Reconsider try Cholesky approach

veni-vidi-vici-dormivi commented 6 months ago

We now use Cholesky decomposition ~~for finding the localization radius and~~ for drawing innovations (see #408). When the covariance matrix is not positive definite we use eigh(). Depending on how often this is actually the case we could switch to using Cholesky and if it fails, the user needs to provide an alternative method.

Another add on: localizing the covariance matrix ensures positive semi-definiteness (see #402 for an explanation) but not positive definiteness which is needed for Cholesky. We could check already in _localized_covariance if cov is positive definite and set the decomposition method there. We could implement several options here for the user: 1) have the option for the user to enforce positive definiteness of the adjusted covariance matrix throw an error if not. However, this is not overly useful I think, because what is the user gonna do then? 2) warn if the adjusted covariance is not positive definite and set decomposition method for drawing emulations to eigh() or some user given option 3) in any case, give the option to chose the decomposition method when drawing emulations in _auto_regression.

In combination with this it maybe would make sense to completely factor out all covariance wrangling into its own module... but then nothing is really happening in _localized covariance... Maybe the best option would be to make a covariance_utils module to be used in _localized_covariance and _auto_regression. In _auto_regression also some refactoring could be done, see #165.

veni-vidi-vici-dormivi commented 5 months ago

Note to myself: We also use Cholesky for finding the localization radius. Here we don't need to think about exposing a method choice to the user because the covariance matrix has to be positive definite for the logpdf anyways so Cholesky is the best choice since it is fastest and stable. I was thinking if there might be something else about Cholesky that is less robust than eigh and svd as discussed in this comment but I don't think so, so we can leave this as is and just think about wether we want the user to be able to choose a method for drawing emulations.

mathause commented 5 months ago

For context, this happens in

https://github.com/MESMER-group/mesmer/blob/79c8ee01317528a54e05a330b25c11254105aac8/mesmer/stats/_auto_regression.py#L485-L496

veni-vidi-vici-dormivi commented 1 month ago

I went over this again and here is what I learned:

When fitting for an appropriate localized covariance matrix we use the negative loglikelihood, i.e. the logpdf evaluated for the training data, to estimate which covariance matrix is suitable.
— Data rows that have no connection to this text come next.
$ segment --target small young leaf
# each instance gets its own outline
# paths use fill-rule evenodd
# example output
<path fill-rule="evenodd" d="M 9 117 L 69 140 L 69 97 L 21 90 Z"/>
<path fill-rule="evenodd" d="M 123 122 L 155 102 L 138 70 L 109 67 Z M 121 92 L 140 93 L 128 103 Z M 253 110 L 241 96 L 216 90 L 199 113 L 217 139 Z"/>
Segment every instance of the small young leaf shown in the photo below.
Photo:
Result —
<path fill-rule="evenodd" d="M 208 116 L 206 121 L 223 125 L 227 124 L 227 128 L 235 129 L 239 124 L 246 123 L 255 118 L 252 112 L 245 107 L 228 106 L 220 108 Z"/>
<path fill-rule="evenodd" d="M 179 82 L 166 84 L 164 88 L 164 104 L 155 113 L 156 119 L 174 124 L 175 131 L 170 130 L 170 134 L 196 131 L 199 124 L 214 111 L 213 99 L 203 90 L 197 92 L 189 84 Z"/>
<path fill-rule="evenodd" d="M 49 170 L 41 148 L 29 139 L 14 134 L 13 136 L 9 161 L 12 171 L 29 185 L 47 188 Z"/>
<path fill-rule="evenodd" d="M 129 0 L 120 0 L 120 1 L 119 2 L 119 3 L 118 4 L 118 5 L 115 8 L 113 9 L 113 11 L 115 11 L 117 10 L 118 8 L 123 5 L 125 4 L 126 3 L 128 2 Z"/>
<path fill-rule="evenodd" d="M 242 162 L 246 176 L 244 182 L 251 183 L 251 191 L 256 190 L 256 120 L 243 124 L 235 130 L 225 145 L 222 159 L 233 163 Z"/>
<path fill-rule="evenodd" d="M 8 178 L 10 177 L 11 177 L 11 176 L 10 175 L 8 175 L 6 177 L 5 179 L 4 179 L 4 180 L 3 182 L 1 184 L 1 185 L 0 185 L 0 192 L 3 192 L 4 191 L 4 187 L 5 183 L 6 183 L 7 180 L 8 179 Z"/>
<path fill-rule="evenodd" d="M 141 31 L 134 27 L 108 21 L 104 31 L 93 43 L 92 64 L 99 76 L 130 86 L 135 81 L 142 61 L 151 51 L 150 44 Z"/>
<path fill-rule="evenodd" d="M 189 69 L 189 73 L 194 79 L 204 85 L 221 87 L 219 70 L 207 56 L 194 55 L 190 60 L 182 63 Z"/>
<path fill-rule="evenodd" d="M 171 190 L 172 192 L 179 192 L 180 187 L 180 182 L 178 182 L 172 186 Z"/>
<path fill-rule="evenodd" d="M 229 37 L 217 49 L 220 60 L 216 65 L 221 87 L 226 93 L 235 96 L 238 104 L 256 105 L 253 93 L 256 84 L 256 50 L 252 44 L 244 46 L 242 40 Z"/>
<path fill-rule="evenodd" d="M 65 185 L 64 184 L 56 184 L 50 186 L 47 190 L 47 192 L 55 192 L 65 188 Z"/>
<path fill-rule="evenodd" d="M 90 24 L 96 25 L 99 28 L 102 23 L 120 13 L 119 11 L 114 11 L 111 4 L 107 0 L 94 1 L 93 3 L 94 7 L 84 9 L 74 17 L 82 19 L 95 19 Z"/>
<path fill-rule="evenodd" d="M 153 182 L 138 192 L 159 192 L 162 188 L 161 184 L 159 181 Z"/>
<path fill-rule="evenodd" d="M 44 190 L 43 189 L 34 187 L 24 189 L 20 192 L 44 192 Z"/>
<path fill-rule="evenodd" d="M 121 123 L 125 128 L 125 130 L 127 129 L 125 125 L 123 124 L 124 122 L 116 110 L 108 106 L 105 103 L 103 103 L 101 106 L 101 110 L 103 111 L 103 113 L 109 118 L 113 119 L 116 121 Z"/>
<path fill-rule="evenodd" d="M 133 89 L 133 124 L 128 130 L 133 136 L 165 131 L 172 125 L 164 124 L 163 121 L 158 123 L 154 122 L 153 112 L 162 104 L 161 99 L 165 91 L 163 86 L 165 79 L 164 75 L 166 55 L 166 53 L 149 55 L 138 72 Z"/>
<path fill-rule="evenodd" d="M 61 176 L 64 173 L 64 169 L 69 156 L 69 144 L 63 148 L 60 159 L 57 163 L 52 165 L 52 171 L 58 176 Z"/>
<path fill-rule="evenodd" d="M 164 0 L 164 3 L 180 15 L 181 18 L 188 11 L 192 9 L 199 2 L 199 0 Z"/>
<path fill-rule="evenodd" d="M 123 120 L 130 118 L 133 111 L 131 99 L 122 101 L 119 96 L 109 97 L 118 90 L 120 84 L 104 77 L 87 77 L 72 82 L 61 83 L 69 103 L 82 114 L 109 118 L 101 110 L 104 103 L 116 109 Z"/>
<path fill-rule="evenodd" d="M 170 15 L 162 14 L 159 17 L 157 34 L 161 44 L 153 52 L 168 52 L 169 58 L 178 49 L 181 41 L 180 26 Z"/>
Strictly mathematically speaking, the pdf of a multi-variate normal only exists when the covariance matrix is positive definite (= only positive eigenvalues), this is called the non-degenerate case. However, for statistical purposes, the pdf can still be computed using the pseudo determinant and pseudo inverse, throwing away all zero eigenvalues. scipy.stats.multivariate_normal supports this by setting the argument allow_singluar = True. This, we don't do at the moment but after reading up on it, it think we should do it, see the side note below. Then we would also need to provide an option to not use cholesky for the training/ for the user to provide a method.

Side note: The eigenvalues of the covariance matrix basically represent a transformation of the multi-variate case to several linearly independent univariate cases, because the covariance matrix is transformed into a form where all co-variances between distinct variables (off the diagonal) become zero and only variances of the variables themselves (on the diagonal) remain. It thus makes sense that these cannot be negative since variances are always positive (unlike covariances). I am not sure if it is always given that an empirical covariance matrix has only positive eigenvalues but in either case it is guaranteed by applying the localizer that the eigenvalues all become positive. However, eigenvalues can still be zero, meaning that some variables might depend linearly on each other, called the degenerate case. Most of this is from wikipedia. I think in our case this means that some gridpoints may depend linearly on each other which from a physical perspective I redeem rather unlikely but possible - something like a point in the alps might be always around 20% cooler than the nearby gridpoint in the lowlands maybe? Thus, I would say a positive semi-definite covariance matrix is not necessarily unphysical. As far as I can tell this is also supported by the section on localizing covariances in this paper that either Shruti or Lea cited, because they don't mention that it would not be.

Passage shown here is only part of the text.